SANTIAGO: Sergio Jadue has become the second senior South American football official in a fortnight to fly off to the United States, apparently to turn state’s evidence in the $150m FIFAGate football corruption investigation.
Jadue was served with legal papers on Friday that forced him to hand over Chilean federation documents to the local authorities investigating financial misappropriation. Hours later the 36-year-old announced he would take a month’s leave for ‘medical reasons.’
On Tuesday night, however, he was reported boarding a flight to New York, where it is claimed by El Mercurio that he intends to become become an informer.
A Chilean federation spokesman said: “The trip is confirmed. He has travelled to Miami. He has a special permission for a 30-day medical leave and he continues to be the ANFP’s president.”
Local newspapers quoted an unnamed ANFP official as saying that Jadue was planning to collaborate with the FBI investigation. The source added: “It’s not a holiday. He is due back May 10 next year. Jadue is traveling as a protected informant of US justice.”
Luis Bedoya, the president of head of Colombia’s federation, recently resigned citing personal reasons after prosecutors began to investigate financial transactions he had undertaken.
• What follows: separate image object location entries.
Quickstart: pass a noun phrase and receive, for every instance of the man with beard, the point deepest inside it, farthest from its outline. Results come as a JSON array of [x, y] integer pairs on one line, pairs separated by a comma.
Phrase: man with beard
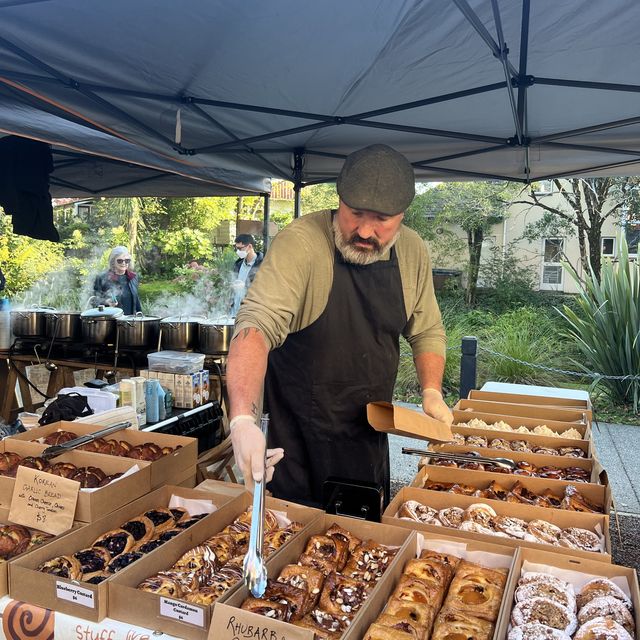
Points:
[[322, 321]]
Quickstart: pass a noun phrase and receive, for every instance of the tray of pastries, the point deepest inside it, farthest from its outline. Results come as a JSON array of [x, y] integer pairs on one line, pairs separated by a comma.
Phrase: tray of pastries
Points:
[[207, 571], [328, 586], [118, 548], [547, 606], [440, 596], [481, 518]]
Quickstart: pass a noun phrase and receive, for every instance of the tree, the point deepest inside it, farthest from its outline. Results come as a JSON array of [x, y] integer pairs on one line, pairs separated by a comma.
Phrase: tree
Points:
[[585, 204], [472, 206]]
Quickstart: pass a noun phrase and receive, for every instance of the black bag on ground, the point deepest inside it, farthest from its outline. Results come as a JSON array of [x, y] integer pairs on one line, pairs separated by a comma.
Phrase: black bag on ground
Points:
[[68, 406]]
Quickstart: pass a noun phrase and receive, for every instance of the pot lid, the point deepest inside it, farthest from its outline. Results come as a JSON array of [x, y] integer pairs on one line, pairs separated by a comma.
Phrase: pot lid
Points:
[[138, 317], [175, 319], [102, 312]]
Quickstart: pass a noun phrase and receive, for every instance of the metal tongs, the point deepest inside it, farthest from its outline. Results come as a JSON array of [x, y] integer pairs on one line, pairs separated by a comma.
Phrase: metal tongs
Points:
[[253, 567], [59, 449], [472, 456]]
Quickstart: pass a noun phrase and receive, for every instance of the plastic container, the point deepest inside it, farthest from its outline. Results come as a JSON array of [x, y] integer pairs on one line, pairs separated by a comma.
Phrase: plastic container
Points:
[[5, 324], [176, 362]]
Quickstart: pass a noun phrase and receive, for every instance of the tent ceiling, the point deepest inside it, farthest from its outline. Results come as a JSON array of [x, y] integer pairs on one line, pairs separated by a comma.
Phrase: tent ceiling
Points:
[[465, 88]]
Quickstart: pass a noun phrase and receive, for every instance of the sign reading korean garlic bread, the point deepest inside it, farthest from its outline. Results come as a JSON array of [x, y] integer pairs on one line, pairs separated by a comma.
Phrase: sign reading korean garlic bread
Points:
[[43, 501]]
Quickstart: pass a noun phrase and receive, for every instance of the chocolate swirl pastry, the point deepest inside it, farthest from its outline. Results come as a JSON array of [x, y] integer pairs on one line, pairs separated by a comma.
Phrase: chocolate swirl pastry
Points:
[[141, 528], [116, 541], [162, 519], [123, 560], [63, 567], [342, 596], [92, 561]]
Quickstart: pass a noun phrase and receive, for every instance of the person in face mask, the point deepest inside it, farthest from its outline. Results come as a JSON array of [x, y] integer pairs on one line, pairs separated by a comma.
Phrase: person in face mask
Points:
[[245, 269]]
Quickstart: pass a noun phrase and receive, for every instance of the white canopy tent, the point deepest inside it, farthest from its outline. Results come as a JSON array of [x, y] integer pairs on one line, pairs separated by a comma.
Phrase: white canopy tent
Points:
[[467, 89]]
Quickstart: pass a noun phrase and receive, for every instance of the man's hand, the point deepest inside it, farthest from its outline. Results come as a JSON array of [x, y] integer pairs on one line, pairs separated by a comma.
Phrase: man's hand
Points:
[[249, 449], [433, 405]]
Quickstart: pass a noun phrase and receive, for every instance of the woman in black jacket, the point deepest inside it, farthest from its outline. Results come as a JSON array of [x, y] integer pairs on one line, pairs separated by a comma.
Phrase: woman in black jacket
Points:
[[118, 286]]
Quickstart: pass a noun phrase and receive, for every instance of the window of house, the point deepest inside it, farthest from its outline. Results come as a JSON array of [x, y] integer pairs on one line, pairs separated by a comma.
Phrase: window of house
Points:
[[552, 273], [608, 247]]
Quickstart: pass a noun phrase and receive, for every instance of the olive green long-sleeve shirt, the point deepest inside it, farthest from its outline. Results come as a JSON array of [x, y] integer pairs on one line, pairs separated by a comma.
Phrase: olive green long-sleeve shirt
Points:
[[292, 287]]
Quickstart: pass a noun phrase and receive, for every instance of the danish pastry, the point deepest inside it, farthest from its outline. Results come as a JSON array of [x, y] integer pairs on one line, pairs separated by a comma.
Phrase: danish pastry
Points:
[[602, 629], [599, 587], [451, 625], [116, 541], [544, 611], [536, 631], [63, 567], [476, 591]]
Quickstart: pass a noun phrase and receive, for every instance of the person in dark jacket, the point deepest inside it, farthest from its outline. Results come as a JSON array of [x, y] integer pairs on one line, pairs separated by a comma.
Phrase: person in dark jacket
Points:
[[244, 268], [118, 286]]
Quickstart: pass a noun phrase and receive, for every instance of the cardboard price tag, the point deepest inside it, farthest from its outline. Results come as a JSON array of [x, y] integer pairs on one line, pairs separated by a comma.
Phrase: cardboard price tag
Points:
[[43, 501]]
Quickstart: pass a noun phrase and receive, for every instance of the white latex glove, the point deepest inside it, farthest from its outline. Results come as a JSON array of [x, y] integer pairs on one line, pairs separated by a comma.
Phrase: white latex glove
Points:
[[433, 405], [249, 450]]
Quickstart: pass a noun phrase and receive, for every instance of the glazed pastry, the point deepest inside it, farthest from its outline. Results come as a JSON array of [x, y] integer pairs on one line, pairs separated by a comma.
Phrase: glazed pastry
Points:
[[342, 596], [607, 607], [602, 629], [544, 611], [451, 517], [548, 587], [543, 532], [273, 610], [476, 591], [63, 567], [511, 526], [335, 550], [536, 631], [162, 585], [141, 528], [93, 560], [582, 539], [413, 510], [63, 469], [116, 541], [480, 513], [123, 560], [451, 625], [14, 539], [308, 579], [162, 519], [599, 587]]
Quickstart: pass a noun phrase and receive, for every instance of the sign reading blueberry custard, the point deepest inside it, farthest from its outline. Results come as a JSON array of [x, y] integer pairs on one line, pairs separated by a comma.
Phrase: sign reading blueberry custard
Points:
[[43, 501]]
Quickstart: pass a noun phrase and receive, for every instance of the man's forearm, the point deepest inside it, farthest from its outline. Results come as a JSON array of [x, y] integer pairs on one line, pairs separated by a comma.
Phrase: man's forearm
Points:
[[430, 369], [246, 368]]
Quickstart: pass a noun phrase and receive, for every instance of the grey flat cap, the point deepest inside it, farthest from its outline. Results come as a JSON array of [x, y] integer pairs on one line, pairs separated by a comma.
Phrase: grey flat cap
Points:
[[377, 178]]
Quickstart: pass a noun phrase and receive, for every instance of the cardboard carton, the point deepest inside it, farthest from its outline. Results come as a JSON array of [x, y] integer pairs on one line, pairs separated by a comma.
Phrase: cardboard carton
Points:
[[483, 553], [597, 494], [598, 523], [228, 618], [166, 470], [391, 418], [537, 412], [91, 505], [150, 610], [45, 590], [576, 570]]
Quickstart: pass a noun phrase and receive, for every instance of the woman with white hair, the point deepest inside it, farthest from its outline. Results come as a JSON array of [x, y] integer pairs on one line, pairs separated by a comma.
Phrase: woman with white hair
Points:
[[118, 286]]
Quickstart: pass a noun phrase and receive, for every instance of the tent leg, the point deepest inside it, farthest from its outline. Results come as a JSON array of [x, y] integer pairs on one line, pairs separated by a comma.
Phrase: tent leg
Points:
[[265, 226]]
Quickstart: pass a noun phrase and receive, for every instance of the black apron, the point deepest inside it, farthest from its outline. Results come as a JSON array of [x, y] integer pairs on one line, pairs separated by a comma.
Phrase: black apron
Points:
[[320, 380]]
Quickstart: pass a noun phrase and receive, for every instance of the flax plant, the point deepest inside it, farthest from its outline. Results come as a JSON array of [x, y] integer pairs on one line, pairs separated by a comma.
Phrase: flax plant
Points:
[[606, 326]]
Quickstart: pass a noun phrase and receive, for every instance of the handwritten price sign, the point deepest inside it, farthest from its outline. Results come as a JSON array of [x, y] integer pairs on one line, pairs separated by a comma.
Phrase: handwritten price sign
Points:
[[43, 501]]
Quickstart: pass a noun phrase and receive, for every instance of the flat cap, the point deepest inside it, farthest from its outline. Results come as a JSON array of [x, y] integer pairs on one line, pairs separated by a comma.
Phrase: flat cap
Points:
[[377, 178]]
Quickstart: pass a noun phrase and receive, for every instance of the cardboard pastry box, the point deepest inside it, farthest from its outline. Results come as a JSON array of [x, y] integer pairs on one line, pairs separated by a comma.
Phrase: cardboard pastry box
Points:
[[229, 620], [90, 602], [178, 617]]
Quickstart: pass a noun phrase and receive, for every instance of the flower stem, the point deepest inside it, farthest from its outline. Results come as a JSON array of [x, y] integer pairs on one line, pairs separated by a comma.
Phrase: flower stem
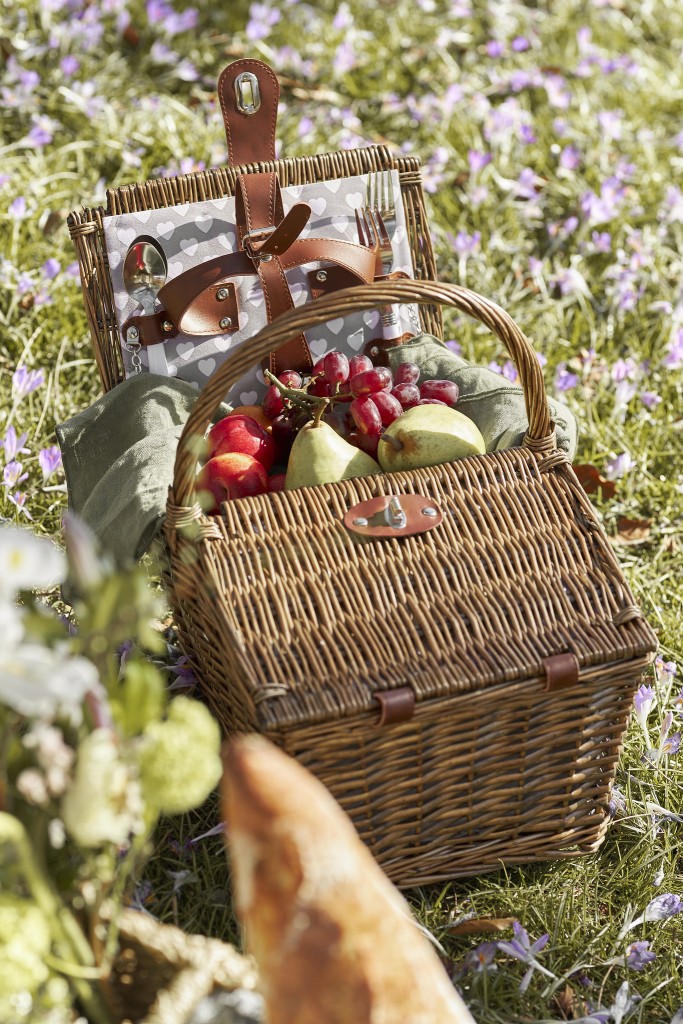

Both Bedoya and Jadue were senior members of the South American confederation CONMEBOL whose murky financial affairs are at the centre of the many of the charges in the FIFAGate indictments.
The US Justice Department has indicted 14 soccer officials and businessmen on charges of bribery, racketeering, and money laundering. Among them are two former CONMEBOL presidents – Nicolas Leoz (Paraguay) and Eugenio Figueredo (Uruguay) who are contesting extradition to the US.